Some words flip, black (which outside of matters of skin tone has some negative connotations already) was once mostly used by racists, while coloured or negro were not. Negro started to be avoided because of its place in some phrases particularly associated with history (in particular house negro and field negro), and because it's got a madey-uppy othering quality that white does not. Meanwhile black was argued to be perfectly accurate (or at least as accurate as white is for white people) and not innately any more negative than white. As African-Americans started to favour black, the more racist people deliberately avoided it, and so the more so black lost its derogatory sense, and negro gained one, leading it to be further restricted only to racists, and so on.

There was also a lot of anthropological use of negroid, which was mostly pseudo-anthropological nonsense, and mostly racist. These days, while it retains some value in forensic and physical anthropology, the study by anthropologists of how different peoples define race has made any claim to objective distinctions between so-called "races" infeasible. See for example the American Anthropological Association Statement on "Race". The more that sort of anthropology was discredited, the more the term negroid and the related negro were associated with racist views, the more it would be avoided by all but racists. It hence also became a word that, especially when used by someone who isn't black themselves, doesn't mean "black person", but means "black person who, as such, I think less of". The shift is partly passive (racists just don't bother to avoid such words) and partly active (racists deliberately use words found offensive, because well racist people are the sort of scum that would do that). It is also particularly favoured by the worse racists, because they want to suggest their bigotry is based on some sort of scientific understanding.

We can find a similar shift in gay (originally coined as an insult based on the sense of gay of "sexually immoral") becoming the preferred term, while homosexual (originally coined as a neutral scientific term) is very often used by homophobes who want to portray their bigotry as neutral and objective.
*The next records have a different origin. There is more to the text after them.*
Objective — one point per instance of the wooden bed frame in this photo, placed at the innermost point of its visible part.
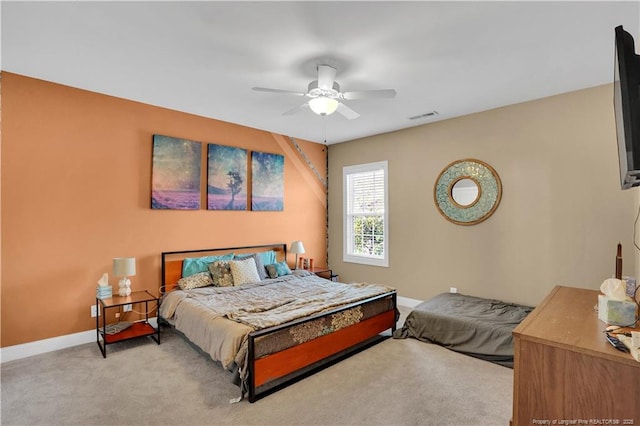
(276, 370)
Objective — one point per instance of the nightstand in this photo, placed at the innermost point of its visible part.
(324, 273)
(137, 329)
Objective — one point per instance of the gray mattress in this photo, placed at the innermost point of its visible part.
(470, 325)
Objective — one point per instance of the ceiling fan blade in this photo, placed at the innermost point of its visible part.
(370, 94)
(347, 112)
(326, 77)
(265, 89)
(296, 109)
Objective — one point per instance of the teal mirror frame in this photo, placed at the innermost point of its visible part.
(489, 191)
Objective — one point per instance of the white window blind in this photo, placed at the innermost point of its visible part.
(365, 214)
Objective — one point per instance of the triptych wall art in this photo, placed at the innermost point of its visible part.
(175, 181)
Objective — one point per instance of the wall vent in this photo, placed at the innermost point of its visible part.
(425, 115)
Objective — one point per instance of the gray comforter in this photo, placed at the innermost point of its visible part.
(471, 325)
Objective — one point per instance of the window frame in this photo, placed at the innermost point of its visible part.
(347, 240)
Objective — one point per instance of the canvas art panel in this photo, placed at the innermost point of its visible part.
(267, 181)
(175, 174)
(226, 178)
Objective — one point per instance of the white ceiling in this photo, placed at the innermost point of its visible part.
(203, 58)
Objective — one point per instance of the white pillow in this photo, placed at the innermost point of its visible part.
(244, 271)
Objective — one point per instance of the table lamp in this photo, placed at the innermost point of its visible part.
(124, 267)
(297, 248)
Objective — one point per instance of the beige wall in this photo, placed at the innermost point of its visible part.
(76, 187)
(559, 222)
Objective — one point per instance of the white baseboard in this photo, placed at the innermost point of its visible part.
(11, 353)
(408, 302)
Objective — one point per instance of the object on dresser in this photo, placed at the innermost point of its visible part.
(124, 267)
(631, 286)
(614, 307)
(104, 290)
(619, 262)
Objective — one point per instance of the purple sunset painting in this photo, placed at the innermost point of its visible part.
(267, 182)
(226, 178)
(175, 176)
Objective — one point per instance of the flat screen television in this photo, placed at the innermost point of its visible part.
(626, 100)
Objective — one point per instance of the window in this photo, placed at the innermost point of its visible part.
(366, 214)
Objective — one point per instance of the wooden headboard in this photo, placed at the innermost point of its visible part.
(172, 260)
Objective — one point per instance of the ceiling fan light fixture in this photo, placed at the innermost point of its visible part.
(323, 105)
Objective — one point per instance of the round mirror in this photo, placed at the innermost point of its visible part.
(467, 191)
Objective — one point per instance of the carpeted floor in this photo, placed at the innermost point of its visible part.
(397, 382)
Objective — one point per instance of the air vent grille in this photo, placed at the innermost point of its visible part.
(425, 115)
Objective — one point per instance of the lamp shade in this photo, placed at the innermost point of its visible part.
(323, 105)
(124, 266)
(297, 247)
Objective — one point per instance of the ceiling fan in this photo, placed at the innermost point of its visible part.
(325, 95)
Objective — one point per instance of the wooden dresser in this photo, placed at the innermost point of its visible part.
(565, 372)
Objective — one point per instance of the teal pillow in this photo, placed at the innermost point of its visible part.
(195, 265)
(268, 257)
(262, 259)
(279, 269)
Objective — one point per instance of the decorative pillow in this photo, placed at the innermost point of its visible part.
(202, 279)
(268, 257)
(279, 269)
(195, 265)
(221, 273)
(244, 271)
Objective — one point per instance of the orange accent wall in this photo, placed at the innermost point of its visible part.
(76, 185)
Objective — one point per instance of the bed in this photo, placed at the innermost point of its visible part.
(276, 330)
(474, 326)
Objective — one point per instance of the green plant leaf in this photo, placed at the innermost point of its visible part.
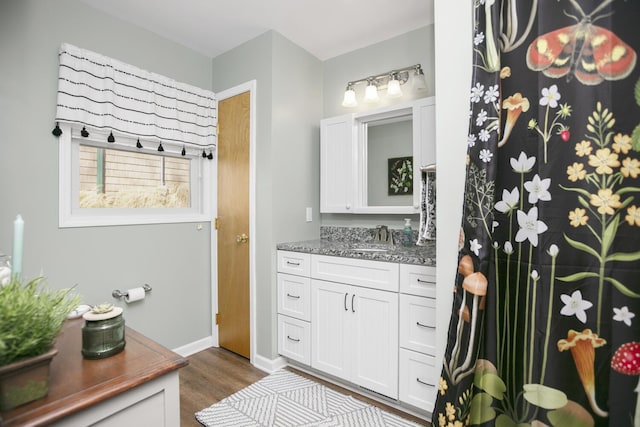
(609, 234)
(577, 190)
(544, 397)
(493, 385)
(571, 415)
(578, 276)
(621, 256)
(583, 247)
(622, 288)
(481, 410)
(628, 189)
(635, 138)
(505, 421)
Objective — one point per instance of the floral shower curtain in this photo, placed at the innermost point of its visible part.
(544, 329)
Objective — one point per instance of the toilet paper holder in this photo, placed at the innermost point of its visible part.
(120, 294)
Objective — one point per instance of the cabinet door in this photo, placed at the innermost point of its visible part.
(330, 312)
(337, 164)
(375, 340)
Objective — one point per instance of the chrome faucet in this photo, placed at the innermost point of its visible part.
(383, 235)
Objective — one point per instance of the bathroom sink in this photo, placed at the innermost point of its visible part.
(368, 249)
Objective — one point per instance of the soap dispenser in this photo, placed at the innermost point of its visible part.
(408, 233)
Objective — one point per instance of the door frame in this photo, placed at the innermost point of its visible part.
(250, 87)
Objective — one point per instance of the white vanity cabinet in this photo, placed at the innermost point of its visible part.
(369, 323)
(354, 328)
(418, 374)
(294, 306)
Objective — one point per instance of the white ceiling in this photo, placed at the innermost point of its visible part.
(325, 28)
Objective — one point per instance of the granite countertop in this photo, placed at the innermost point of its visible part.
(420, 255)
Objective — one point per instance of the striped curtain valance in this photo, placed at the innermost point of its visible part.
(100, 92)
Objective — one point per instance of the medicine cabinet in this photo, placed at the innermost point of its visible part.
(370, 161)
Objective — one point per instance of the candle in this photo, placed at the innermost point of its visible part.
(16, 259)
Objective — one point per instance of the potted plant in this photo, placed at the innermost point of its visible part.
(31, 316)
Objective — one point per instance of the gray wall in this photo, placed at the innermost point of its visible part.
(288, 93)
(173, 259)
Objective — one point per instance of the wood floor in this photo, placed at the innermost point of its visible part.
(215, 373)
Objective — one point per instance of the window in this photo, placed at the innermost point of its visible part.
(105, 183)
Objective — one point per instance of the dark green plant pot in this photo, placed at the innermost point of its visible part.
(25, 380)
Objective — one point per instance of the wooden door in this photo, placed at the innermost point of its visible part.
(233, 224)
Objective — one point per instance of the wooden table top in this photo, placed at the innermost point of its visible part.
(77, 383)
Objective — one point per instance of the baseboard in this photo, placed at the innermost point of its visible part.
(394, 403)
(194, 347)
(268, 365)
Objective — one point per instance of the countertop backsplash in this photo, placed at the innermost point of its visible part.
(359, 242)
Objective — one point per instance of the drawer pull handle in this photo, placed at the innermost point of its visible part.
(425, 383)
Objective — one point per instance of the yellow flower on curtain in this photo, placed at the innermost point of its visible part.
(621, 143)
(605, 201)
(583, 148)
(576, 172)
(578, 217)
(603, 161)
(630, 168)
(633, 215)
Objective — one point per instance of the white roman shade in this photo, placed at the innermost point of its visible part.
(102, 93)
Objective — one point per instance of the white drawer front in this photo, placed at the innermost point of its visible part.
(418, 280)
(294, 296)
(294, 263)
(418, 379)
(372, 274)
(417, 323)
(294, 339)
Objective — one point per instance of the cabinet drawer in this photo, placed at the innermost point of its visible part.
(417, 323)
(294, 296)
(294, 263)
(372, 274)
(418, 280)
(418, 379)
(294, 339)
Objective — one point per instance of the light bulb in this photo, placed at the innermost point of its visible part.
(393, 88)
(419, 81)
(371, 93)
(349, 98)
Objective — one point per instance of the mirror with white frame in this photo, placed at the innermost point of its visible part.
(386, 178)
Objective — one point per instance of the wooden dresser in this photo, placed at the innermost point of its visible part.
(138, 386)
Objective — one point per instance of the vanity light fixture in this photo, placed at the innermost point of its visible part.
(371, 92)
(391, 80)
(393, 87)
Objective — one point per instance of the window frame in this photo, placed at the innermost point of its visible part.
(71, 215)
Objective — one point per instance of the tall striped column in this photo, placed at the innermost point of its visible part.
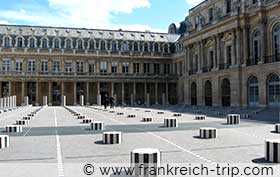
(144, 160)
(272, 150)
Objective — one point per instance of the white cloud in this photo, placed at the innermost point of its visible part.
(82, 13)
(194, 2)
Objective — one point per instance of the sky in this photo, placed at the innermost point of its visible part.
(136, 15)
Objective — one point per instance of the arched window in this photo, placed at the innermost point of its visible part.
(276, 37)
(56, 43)
(44, 43)
(6, 42)
(256, 47)
(32, 43)
(80, 44)
(135, 46)
(253, 91)
(19, 42)
(273, 90)
(68, 44)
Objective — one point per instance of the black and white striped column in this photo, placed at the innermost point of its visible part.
(208, 133)
(22, 122)
(14, 128)
(97, 126)
(112, 137)
(131, 116)
(272, 150)
(277, 128)
(200, 117)
(145, 158)
(233, 119)
(87, 121)
(177, 115)
(4, 141)
(170, 123)
(147, 119)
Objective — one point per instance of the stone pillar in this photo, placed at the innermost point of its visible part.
(81, 100)
(75, 93)
(26, 101)
(63, 100)
(50, 93)
(98, 94)
(156, 92)
(122, 93)
(167, 93)
(163, 99)
(245, 45)
(148, 99)
(134, 93)
(45, 100)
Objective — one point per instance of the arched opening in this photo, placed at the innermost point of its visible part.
(273, 87)
(225, 96)
(208, 93)
(253, 91)
(193, 94)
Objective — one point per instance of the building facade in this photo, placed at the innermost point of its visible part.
(225, 53)
(231, 54)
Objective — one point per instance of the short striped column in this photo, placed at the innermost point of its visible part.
(87, 121)
(170, 123)
(97, 126)
(112, 137)
(233, 119)
(200, 117)
(145, 158)
(22, 122)
(27, 118)
(277, 128)
(177, 115)
(208, 133)
(4, 141)
(147, 119)
(131, 116)
(272, 150)
(81, 117)
(14, 128)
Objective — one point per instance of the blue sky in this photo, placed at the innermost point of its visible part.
(153, 15)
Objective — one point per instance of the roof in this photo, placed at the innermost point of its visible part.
(87, 33)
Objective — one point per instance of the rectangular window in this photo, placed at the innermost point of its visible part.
(147, 68)
(156, 68)
(114, 68)
(136, 67)
(56, 66)
(19, 66)
(166, 68)
(79, 67)
(68, 67)
(44, 66)
(103, 67)
(6, 65)
(31, 66)
(125, 67)
(229, 54)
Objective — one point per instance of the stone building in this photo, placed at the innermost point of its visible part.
(225, 53)
(231, 54)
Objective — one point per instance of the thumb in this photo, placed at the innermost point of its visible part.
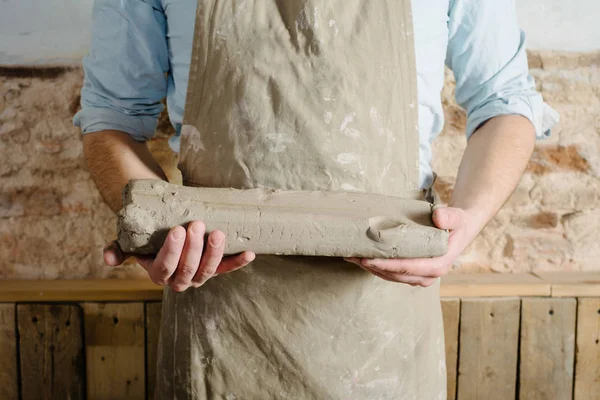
(113, 255)
(448, 217)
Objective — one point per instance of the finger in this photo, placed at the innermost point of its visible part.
(353, 260)
(190, 257)
(229, 264)
(144, 261)
(431, 267)
(168, 256)
(448, 217)
(213, 254)
(113, 255)
(407, 279)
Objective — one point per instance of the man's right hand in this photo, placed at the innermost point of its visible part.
(184, 260)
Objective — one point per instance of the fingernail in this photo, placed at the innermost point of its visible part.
(216, 241)
(197, 228)
(178, 235)
(109, 247)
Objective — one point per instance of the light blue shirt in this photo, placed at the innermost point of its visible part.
(141, 51)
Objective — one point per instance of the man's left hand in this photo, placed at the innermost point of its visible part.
(424, 271)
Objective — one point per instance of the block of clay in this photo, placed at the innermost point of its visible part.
(282, 222)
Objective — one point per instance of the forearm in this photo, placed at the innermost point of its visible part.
(492, 165)
(114, 158)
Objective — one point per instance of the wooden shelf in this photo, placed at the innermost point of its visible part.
(494, 285)
(79, 290)
(548, 284)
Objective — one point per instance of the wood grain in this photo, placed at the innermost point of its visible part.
(493, 285)
(451, 314)
(115, 346)
(573, 284)
(9, 388)
(153, 318)
(547, 348)
(51, 351)
(79, 290)
(489, 337)
(587, 358)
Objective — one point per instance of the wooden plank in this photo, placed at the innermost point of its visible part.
(153, 318)
(451, 314)
(572, 284)
(9, 388)
(51, 351)
(115, 346)
(547, 348)
(587, 358)
(489, 337)
(79, 290)
(493, 285)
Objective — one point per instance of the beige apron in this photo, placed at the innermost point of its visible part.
(314, 95)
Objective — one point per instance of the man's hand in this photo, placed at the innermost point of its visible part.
(495, 158)
(184, 260)
(424, 271)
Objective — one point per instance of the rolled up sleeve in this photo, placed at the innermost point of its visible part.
(486, 52)
(125, 69)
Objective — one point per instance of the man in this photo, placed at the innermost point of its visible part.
(334, 85)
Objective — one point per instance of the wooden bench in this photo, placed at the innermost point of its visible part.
(527, 336)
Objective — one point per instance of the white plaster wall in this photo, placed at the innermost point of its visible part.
(44, 31)
(58, 31)
(569, 25)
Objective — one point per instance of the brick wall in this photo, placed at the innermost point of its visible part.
(54, 224)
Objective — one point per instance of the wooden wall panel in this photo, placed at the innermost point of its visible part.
(489, 339)
(451, 314)
(115, 347)
(153, 317)
(547, 348)
(9, 388)
(51, 351)
(587, 358)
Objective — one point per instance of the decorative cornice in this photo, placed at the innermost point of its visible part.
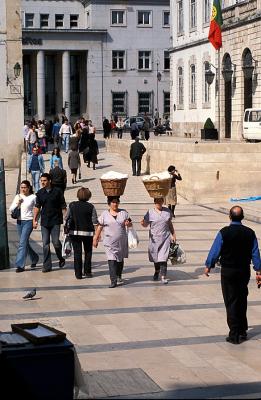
(188, 45)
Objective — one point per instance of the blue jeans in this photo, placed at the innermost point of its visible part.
(66, 139)
(24, 229)
(36, 180)
(49, 232)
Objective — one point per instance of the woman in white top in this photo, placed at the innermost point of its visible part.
(26, 201)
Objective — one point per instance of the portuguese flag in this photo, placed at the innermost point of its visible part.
(214, 34)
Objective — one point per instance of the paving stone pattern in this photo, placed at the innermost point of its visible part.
(172, 334)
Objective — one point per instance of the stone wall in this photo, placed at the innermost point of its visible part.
(211, 172)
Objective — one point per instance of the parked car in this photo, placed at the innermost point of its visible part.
(252, 124)
(139, 120)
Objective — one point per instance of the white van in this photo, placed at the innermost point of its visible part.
(252, 124)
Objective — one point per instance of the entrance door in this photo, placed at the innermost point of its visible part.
(228, 109)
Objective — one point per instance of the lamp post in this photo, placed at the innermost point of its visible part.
(158, 80)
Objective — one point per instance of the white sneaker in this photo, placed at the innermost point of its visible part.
(164, 280)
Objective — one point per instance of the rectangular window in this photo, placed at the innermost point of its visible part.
(59, 20)
(117, 17)
(166, 60)
(144, 18)
(44, 20)
(145, 102)
(166, 103)
(206, 11)
(180, 17)
(193, 14)
(144, 60)
(74, 21)
(118, 58)
(119, 103)
(29, 20)
(166, 18)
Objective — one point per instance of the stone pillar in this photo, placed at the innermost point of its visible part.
(66, 83)
(40, 85)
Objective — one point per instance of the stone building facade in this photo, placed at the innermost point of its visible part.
(11, 87)
(192, 99)
(96, 58)
(241, 54)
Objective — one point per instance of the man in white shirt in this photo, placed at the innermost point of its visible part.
(65, 132)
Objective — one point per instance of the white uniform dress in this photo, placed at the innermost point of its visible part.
(115, 239)
(159, 234)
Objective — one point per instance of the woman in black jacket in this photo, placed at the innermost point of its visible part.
(81, 221)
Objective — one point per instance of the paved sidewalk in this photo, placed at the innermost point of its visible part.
(143, 339)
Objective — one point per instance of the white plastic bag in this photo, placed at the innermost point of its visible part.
(66, 246)
(133, 239)
(179, 257)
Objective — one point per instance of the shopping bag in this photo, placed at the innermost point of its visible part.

Negress is particularly othering, in being a term for a black woman for which there is no comparable term (what's the word for a white woman?) and so combining sexual and racial discrimination in the very idea that we need treat black women as such a special case (and often, point of curiosity and target of sexual predation). As that became more conciously analysed with the growth of both the civil rights movement and the women's movement, and the (often fraught) intersection of the two (e.g. the Combahee River Collective), that led to both negress and negro being more disfavoured.

One possible response to all this is to think "well, this is all very arbitrary, if we just use all the words, they'll all stop being hurtful", as in e.g. Lenny Bruce's famous piece. In reality though, that's not very far removed from saying "gosh, it would be great if we'd all just stop being racist"; it's predicated on (a) bigotry being so rare among the more privileged group that they'd wash out the remaining pointedly bigoted uses and (b) bigotry being so rarely experienced by the less privileged group that such an experiment wouldn't be hurtful. If we lived in such a world, there'd be no need for such an exercise to begin with.